Molti altri sono i testi, anche notevolmente più antichi, che mostrano elementi strutturali molto simili a quelli del Codice appena visto ma, invece, pervenuti in una condizione di conservazione gravemente alterata. Tra questi gli studiosi annoverano il cosiddetto «Codice» di Ur-nammu re di Ur (città a sud di Babilonia, e risalente alla fine del XXII – inizi del XXI sec. a.C.), scritto in sumerico che in alcuni punti sembra testualmente sovrapporsi al codice di Hammurabi.
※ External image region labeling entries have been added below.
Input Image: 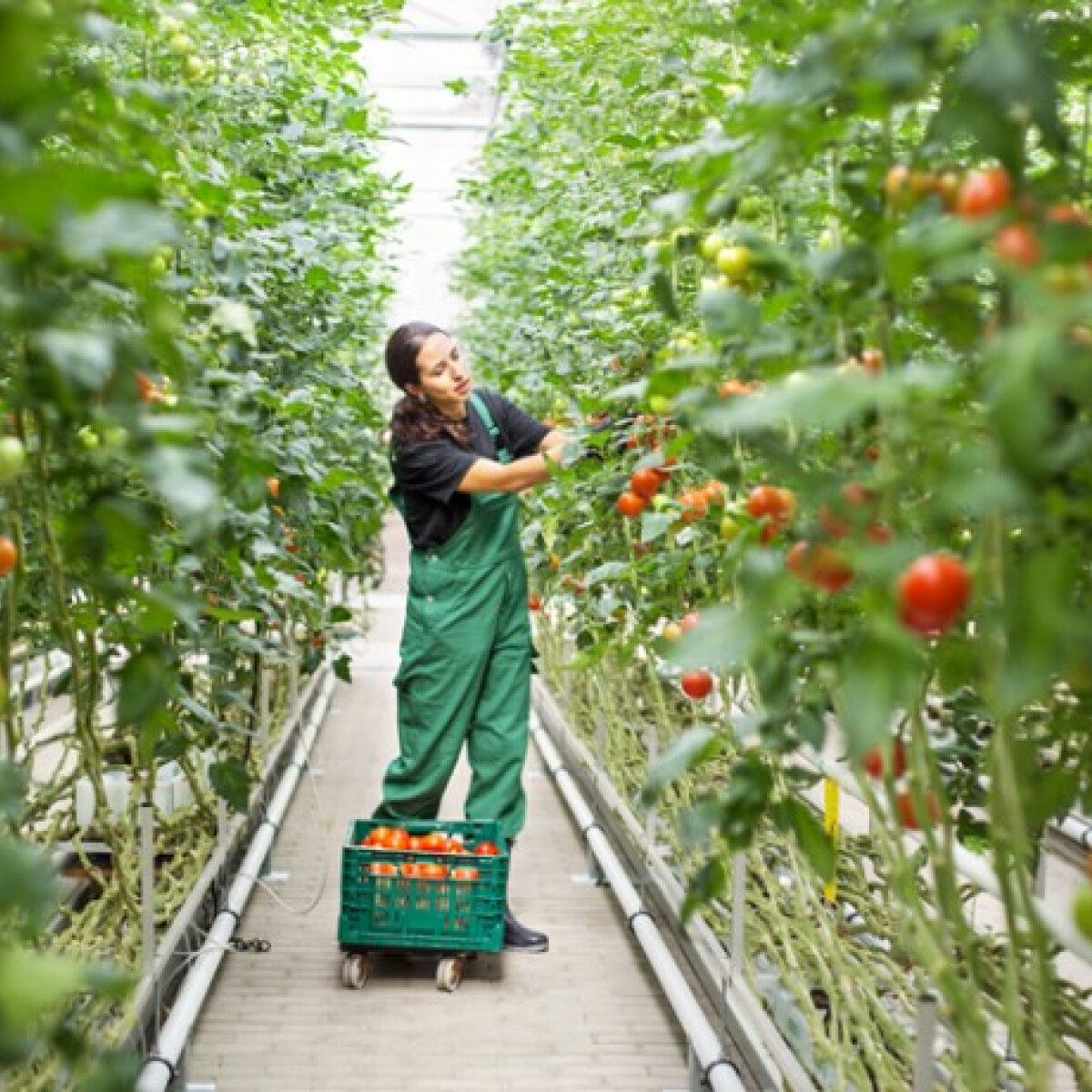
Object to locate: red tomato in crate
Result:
[417,861,448,880]
[382,826,410,852]
[360,826,391,846]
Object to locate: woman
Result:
[375,322,563,952]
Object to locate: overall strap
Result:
[470,391,512,463]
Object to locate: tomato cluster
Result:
[359,825,500,880]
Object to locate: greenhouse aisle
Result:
[186,4,687,1092]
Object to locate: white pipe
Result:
[136,677,334,1092]
[534,679,814,1092]
[531,723,746,1092]
[1054,812,1092,850]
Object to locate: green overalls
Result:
[375,394,533,839]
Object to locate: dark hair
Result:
[386,322,470,448]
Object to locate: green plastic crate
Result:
[338,819,509,952]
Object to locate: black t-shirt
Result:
[394,388,550,550]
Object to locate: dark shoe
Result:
[504,908,550,952]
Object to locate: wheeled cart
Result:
[338,819,509,993]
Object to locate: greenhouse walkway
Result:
[186,513,687,1092]
[186,0,687,1092]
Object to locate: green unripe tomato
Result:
[716,247,753,280]
[0,436,26,485]
[1074,884,1092,940]
[76,425,103,451]
[701,231,728,262]
[720,514,739,542]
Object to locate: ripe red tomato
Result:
[0,535,18,577]
[615,491,649,520]
[861,739,906,781]
[899,553,971,637]
[361,826,391,845]
[1046,204,1088,228]
[679,668,713,701]
[629,466,661,500]
[994,224,1043,268]
[379,826,410,851]
[747,485,796,542]
[956,167,1012,218]
[858,349,884,376]
[895,790,940,830]
[716,379,754,399]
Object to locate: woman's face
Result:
[406,333,470,417]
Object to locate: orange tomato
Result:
[615,491,649,520]
[629,466,661,500]
[956,167,1012,219]
[0,535,18,577]
[679,668,713,701]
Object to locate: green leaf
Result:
[208,299,258,349]
[0,948,86,1031]
[641,727,725,804]
[59,201,177,262]
[679,857,728,924]
[208,758,250,812]
[33,329,114,391]
[668,606,764,671]
[118,650,174,724]
[0,839,60,929]
[783,796,837,880]
[836,627,922,758]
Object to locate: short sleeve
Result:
[488,391,551,459]
[394,440,481,504]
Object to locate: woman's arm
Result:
[539,430,564,451]
[459,443,564,492]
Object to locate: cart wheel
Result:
[342,956,371,989]
[436,956,465,994]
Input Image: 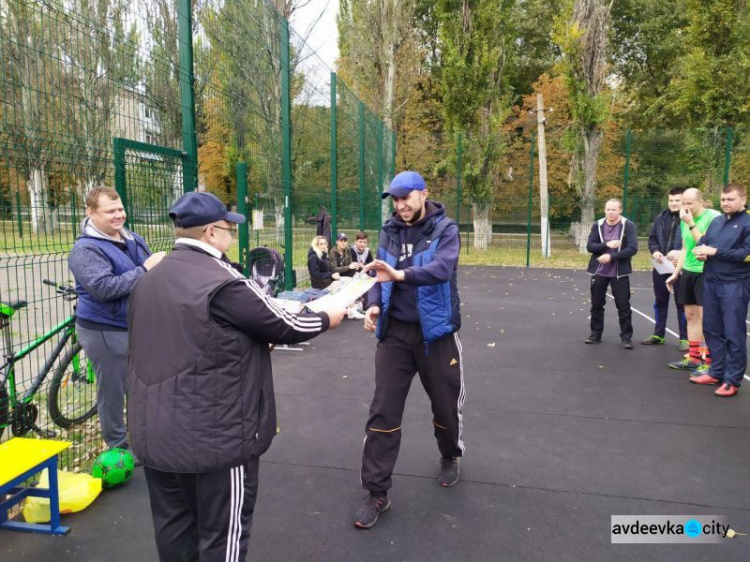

Ed ancora, il «Codice» di Bilalama, re di Ešnunna, risalente al primo quarto del XX sec. a.C., il cui contenuto converge in gran parte con gli argomenti del testo di Hammurabi, per giungere poi al «Codice» di Lipit-Ištar, re di Isin, della seconda metà del XX sec. a.C., anche questo scritto in sumerico, che, malgrado la lacunosità del recupero testuale, appare anch’esso ad immagine e somiglianza dei codici precedenti e successivi.
Anche la stessa finalità sociale, di cui si è suaccennato, ed in particolare il topos delle vedove e degli orfani quali soggetti particolarmente deboli, era il frutto di una tradizione letteraria che aveva radici molto profonde all’interno delle iscrizioni reali: a partire dal re sumerico Uruinimgina di Lagaš (XXV secolo a.C.) questo topos del re protettore dell’orfano e della vedova si reitera in numerose occasioni in iscrizioni successive.
La particolare corrispondenza fra i testi dei vari Codici di età così diverse, ha fatto sì che una parte sempre più consistente degli studiosi ha cominciato a parlare di una sorte di common law, ossia di un bacino di norme di carattere consuetudinario, che avevano grande diffusione all’interno delle comunità mesopotamiche, recepite, custodite e fatte osservare dalle varie organizzazioni politico-costituzionali che avevano caratterizzato la vita politica della regione dal XXIV secolo a.C. fino ad Hammurabi (XVIII sec. a.C.).
Volendo quindi, vedere nelle iscrizioni reali e, in particolare, nei c.d. codici mesopotamici, i primi barlumi di diritti umani, si può dire che questi avevano trovato un primo nucleo proprio nella tradizione consuetudinaria di quei popoli che, come detto, avevano identificato una serie di diritti che dovevano essere riconosciuti a tutti, in quanto corrispondenti, nella tradizione, al trattamento minimo che doveva essere riconosciuto al più debole, e che da tutti venivano riconosciuti come essenziali alla pacifica convivenza.